220. Memorandum From Director of Central Intelligence Helms to the President’s Assistant for National Security Affairs (Kissinger)1


  • Senior Personnel
Following our conversation in your office last week, I have made certain moves and settled on some longer range plans.2 Per your request for a prompt response, I have the following forecast with related considerations to submit:

As you know, there are two Presidential appointees in this Agency, the Director and the Deputy Director. Otherwise, there are six principal operating positions at what we call the Deputy Director level: The Deputy who deals on my behalf with the intelligence community, the Chairman of the Board of National Estimates, and the four Deputy Directors for Intelligence, Plans, Science and Technology, and Support. The individuals holding three of these positions will be changed within the next three to four months: John Bross, who has been dealing with the intelligence community, will be replaced by Bronson Tweedy (Ambassador Annenberg wrote me when [1 line of source text not declassified] “I feel that he is a most outstanding public servant of which our country should be proud.”)3 Abbot Smith will be replaced by John Huizenga, who should bring to the national estimates process a new, more imaginative look.4 Robert Bannerman who has headed all our Support (administrative) activities, will turn over to John Coffey, a [Page 477] younger, thoroughly dedicated officer of long service.5 During 1971, R. Jack Smith, the Deputy Director for Intelligence, will be reassigned, the pace of movement being determined by my ability to arrange some of the complicated moves involved.6 Tom Karamessines wants his incumbency reviewed at the end of 1971, but no decision has been made to move him unless he insists for reasons of health.7 This leaves Carl Duckett, who is forty-seven and who was picked in April 1967 for his job as Deputy Director for Science and Technology after I had conducted an intensive manhunt all over the country for an appropriate incumbent—an individual who had the required skills but would not pose problems of conflict of interest, scientific bias and those other vulnerabilities with which you are so familiar. Carl is energetic and effective, handles congressional committees with skill, and is running an imaginative shop in a difficult area. I would intend to keep him on.8 Other officers just below this top operating level but working in support of General Cushman and myself will be up for reassignment or retirement during the year 1971. In sum, virtually the entire top level of the Agency will have seen changes within the next year or so.

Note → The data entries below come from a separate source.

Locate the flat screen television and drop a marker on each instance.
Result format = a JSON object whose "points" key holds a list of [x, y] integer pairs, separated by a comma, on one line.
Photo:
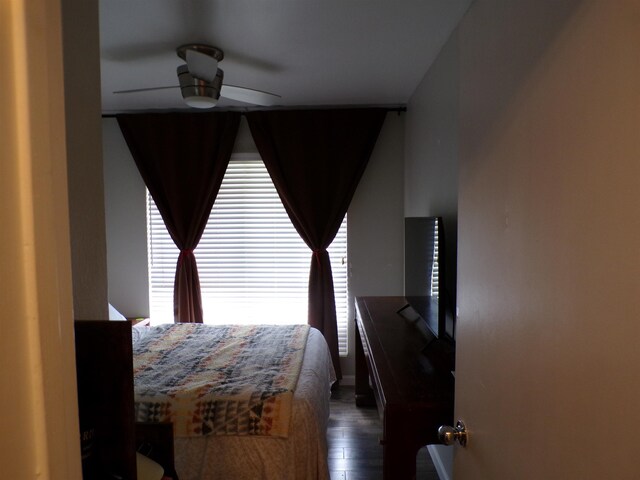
{"points": [[426, 274]]}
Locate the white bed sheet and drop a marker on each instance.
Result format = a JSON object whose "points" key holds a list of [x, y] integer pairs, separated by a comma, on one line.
{"points": [[302, 455]]}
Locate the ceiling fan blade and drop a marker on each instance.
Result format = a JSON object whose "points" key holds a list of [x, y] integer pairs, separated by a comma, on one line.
{"points": [[149, 89], [201, 65], [249, 95]]}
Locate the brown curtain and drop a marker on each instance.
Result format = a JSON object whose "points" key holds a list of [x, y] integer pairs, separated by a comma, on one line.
{"points": [[182, 158], [316, 159]]}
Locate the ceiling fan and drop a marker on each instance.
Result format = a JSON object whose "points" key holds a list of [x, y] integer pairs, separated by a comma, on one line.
{"points": [[201, 80]]}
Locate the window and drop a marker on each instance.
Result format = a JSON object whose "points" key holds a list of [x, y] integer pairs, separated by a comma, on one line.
{"points": [[253, 265]]}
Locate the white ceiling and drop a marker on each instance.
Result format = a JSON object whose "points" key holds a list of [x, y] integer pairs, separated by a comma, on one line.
{"points": [[311, 52]]}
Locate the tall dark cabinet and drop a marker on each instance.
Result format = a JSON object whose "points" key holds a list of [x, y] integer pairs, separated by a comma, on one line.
{"points": [[104, 365]]}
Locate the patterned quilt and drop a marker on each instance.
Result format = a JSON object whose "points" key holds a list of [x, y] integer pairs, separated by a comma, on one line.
{"points": [[218, 380]]}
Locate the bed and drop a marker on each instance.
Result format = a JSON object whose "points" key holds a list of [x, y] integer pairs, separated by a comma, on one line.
{"points": [[276, 431]]}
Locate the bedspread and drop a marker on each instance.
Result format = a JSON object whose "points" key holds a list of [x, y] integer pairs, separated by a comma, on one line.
{"points": [[218, 381]]}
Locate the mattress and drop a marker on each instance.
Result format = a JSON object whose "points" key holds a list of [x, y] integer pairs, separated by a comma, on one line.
{"points": [[300, 455]]}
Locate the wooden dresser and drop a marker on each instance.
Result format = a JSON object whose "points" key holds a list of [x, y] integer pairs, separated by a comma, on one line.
{"points": [[406, 372]]}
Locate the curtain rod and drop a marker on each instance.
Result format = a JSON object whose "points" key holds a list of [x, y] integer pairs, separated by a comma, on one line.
{"points": [[399, 108]]}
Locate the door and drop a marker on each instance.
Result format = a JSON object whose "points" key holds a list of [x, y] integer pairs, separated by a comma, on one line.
{"points": [[548, 366], [39, 434]]}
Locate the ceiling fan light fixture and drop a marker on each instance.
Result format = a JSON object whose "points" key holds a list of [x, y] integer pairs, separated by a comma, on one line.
{"points": [[199, 93]]}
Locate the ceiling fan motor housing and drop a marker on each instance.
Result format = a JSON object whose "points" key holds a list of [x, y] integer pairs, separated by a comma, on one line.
{"points": [[199, 93]]}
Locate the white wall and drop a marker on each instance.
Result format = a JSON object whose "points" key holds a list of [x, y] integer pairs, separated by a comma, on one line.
{"points": [[126, 225], [431, 170], [431, 151], [375, 221]]}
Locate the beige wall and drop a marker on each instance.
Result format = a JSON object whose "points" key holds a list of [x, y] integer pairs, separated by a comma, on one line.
{"points": [[549, 223], [84, 146], [431, 152]]}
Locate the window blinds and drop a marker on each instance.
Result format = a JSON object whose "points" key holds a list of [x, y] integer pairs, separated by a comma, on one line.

You will appreciate that the foregoing information is highly delicate, because some of the changes are not as yet known to the individuals involved. As you can understand in an Agency such as this, personnel matters must be handled with uncommon care and sensitivity if one is to maintain a high state of morale and dedication. There are no laws in this country with teeth enough to punish the mishandling of classified information short of intentional trafficking with the enemy. Thus tight security and the frustration of penetration attempts by foreign agents are dependent on the loyalty, discipline, and state of mind of the employees. Our professional career service must be managed with these and many other considerations in mind. Hence, I need time to make certain of the moves indicated above.

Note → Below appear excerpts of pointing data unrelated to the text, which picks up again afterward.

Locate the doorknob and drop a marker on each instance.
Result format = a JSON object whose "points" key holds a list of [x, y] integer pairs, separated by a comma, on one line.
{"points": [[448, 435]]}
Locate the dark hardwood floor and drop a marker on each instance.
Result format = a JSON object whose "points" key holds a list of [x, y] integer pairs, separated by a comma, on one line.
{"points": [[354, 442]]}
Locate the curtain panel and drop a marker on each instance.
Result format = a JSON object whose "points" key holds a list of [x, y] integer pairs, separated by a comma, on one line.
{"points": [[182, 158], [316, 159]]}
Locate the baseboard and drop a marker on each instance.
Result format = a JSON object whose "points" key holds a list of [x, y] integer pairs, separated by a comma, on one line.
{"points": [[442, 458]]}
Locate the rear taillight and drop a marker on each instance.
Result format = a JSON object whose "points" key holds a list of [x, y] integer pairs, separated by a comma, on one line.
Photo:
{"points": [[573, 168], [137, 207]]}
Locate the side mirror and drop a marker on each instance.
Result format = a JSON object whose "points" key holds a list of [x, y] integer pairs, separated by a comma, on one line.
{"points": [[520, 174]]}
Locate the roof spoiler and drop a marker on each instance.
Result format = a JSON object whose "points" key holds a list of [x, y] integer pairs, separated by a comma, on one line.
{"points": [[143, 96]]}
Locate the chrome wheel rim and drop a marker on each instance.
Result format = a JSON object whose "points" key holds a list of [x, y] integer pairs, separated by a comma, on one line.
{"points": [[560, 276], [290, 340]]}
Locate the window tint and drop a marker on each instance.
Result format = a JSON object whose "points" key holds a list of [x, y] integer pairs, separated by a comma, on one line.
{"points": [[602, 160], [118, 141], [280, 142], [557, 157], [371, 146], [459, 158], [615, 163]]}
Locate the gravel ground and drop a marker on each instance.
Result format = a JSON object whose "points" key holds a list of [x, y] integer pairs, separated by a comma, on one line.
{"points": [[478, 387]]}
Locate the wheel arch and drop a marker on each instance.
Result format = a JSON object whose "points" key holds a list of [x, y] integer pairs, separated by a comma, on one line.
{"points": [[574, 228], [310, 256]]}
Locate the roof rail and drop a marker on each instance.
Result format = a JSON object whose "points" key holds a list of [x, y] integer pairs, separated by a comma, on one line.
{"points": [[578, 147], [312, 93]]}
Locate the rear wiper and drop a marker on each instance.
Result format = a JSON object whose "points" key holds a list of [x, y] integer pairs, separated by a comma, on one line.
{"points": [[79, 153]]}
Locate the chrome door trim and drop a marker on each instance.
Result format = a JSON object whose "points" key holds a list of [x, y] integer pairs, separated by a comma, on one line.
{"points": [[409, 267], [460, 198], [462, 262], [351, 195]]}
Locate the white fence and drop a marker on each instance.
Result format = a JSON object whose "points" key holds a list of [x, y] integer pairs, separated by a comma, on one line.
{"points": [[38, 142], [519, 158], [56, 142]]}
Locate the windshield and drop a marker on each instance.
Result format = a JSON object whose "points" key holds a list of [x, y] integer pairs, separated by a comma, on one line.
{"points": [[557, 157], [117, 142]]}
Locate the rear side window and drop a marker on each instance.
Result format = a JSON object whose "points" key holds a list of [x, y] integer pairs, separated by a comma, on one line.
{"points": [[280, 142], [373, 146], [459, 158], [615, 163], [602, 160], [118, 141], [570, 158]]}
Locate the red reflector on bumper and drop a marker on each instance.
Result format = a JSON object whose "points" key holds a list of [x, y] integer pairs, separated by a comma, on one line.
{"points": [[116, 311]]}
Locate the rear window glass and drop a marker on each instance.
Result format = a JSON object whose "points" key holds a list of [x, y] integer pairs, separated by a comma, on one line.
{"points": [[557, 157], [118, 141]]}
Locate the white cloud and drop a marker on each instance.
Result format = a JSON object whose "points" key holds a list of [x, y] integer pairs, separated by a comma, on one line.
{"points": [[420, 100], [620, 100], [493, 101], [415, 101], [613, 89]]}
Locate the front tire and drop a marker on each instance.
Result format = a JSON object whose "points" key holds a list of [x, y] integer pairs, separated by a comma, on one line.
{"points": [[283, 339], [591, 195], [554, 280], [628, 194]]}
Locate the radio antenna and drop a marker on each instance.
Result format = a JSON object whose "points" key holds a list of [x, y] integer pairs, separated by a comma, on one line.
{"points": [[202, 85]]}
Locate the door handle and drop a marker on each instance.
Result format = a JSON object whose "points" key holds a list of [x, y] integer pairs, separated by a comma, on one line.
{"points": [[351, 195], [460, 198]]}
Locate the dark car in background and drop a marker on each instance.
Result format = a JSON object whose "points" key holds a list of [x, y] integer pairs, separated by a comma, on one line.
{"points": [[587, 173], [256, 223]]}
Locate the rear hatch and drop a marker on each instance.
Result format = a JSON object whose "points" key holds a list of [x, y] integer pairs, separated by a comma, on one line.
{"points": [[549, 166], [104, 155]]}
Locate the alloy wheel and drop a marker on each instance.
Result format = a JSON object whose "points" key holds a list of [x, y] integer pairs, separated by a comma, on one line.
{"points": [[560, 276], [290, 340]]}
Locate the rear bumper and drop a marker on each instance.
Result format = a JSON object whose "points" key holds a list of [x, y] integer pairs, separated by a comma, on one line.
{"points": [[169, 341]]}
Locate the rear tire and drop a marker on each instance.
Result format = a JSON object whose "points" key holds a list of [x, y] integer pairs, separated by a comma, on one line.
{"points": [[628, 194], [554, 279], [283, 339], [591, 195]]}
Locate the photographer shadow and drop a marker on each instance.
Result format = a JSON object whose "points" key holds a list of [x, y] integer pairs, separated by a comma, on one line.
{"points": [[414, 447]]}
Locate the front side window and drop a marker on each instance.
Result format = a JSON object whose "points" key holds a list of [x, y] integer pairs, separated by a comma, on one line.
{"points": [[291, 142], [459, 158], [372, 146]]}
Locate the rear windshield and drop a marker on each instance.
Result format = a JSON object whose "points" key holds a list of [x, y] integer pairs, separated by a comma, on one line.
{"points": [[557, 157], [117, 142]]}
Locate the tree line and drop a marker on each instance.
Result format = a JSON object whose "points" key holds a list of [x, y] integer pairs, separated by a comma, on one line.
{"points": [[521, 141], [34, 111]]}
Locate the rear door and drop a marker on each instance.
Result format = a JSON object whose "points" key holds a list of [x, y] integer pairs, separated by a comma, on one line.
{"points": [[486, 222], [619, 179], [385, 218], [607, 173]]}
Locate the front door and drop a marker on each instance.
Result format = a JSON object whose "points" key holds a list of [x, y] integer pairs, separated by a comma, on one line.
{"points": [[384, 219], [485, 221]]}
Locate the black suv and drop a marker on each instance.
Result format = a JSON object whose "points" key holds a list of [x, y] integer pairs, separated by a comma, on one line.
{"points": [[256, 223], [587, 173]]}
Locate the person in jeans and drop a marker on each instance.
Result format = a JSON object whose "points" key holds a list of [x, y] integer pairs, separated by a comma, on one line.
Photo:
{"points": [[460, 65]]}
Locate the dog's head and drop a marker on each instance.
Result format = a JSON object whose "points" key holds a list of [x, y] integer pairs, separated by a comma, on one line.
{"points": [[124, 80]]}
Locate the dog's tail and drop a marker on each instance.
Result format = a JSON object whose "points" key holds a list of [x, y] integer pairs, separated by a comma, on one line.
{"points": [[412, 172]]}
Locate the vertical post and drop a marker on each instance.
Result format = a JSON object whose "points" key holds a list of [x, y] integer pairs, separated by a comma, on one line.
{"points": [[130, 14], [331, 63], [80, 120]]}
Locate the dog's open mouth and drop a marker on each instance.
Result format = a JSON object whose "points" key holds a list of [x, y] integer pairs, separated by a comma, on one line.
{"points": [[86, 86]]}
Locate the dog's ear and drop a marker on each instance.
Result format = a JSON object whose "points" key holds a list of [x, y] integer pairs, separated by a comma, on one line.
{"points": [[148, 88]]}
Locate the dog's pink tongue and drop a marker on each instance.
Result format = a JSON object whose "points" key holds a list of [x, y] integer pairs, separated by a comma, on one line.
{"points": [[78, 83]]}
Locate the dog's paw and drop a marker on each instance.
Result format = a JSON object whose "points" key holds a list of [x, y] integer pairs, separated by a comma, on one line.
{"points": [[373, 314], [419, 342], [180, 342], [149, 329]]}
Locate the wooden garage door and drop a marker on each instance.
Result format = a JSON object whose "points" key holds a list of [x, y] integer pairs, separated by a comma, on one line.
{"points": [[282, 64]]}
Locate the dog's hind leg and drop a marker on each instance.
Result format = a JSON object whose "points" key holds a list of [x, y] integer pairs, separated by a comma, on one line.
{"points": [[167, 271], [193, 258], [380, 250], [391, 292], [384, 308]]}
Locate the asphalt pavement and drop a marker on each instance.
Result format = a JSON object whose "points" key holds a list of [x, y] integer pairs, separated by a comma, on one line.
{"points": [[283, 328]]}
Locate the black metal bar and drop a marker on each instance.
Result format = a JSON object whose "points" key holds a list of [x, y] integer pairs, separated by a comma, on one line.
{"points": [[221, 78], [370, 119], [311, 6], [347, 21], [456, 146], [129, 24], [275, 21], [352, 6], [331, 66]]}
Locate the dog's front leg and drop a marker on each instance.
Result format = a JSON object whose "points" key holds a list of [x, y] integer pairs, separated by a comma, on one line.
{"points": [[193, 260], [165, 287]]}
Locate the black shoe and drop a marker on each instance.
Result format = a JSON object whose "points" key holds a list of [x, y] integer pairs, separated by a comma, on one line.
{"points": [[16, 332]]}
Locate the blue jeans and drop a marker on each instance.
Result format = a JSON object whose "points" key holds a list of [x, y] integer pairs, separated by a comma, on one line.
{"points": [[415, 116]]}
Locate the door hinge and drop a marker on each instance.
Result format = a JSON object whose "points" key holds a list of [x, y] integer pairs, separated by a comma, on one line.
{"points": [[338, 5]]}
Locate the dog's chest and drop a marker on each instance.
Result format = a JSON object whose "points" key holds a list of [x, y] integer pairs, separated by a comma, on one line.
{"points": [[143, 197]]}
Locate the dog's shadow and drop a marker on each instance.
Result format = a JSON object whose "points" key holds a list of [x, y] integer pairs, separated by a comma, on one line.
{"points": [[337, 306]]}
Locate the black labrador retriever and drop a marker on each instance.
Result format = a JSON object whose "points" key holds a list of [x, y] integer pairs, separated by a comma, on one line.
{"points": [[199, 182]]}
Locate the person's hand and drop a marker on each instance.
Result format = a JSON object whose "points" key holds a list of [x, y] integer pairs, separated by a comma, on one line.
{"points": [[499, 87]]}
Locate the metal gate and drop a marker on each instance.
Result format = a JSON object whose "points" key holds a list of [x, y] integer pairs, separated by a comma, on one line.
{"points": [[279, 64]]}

In this general connection, you should be aware that we are retiring all of our officers, with very few exceptions, at age sixty. This is being done to make head-room for the younger generation, to keep the Agency as limber mentally and physically as possible, and to insure the internal shifting, both vertically and laterally, which gives health and resilience to an organization. Further, I have been reducing the total manpower of the Agency over the last few years and will continue to do so. That plus reductions in overseas positions brought about by BALPA and OPRED tend to cut the other way by making for less [Page 478] flexibility in range of assignments. Be that as it may, we are headed on what we believe to be the course the President has designated.
I will expand orally to you on some of the points discussed above. This memorandum is an effort to place the basic plan in your hands promptly.
  1. Source: Central Intelligence Agency, DCI Files, Job 80–B01285A, Box 13, Folder 6, DCI Helms Chron, 7/1/70–12/31/70. Secret; Sensitive.
  2. Kissinger met with Helms on Friday, December 4, from 2:37 to 3:05 p.m. (Library of Congress, Kissinger Papers, Box 438, Miscellany, 1968–1976, Record of Schedule)
  3. Tweedy replaced Bross as Deputy to the DCI for National Intelligence Programs Evaluation on January 25, 1971.
  4. Huizenga replaced Smith as Chairman of the Board of National Estimates on April 17, 1971.
  5. Coffey replaced Bannerman as Deputy Director for Support on January 1, 1971.
  6. Edward Proctor replaced Smith as Deputy Director for Intelligence on May 15, 1971.
  7. Karamessines remained Deputy Director for Plans until February 27, 1973.
  8. Duckett remained Deputy Director for Science and Technology until June 1, 1976.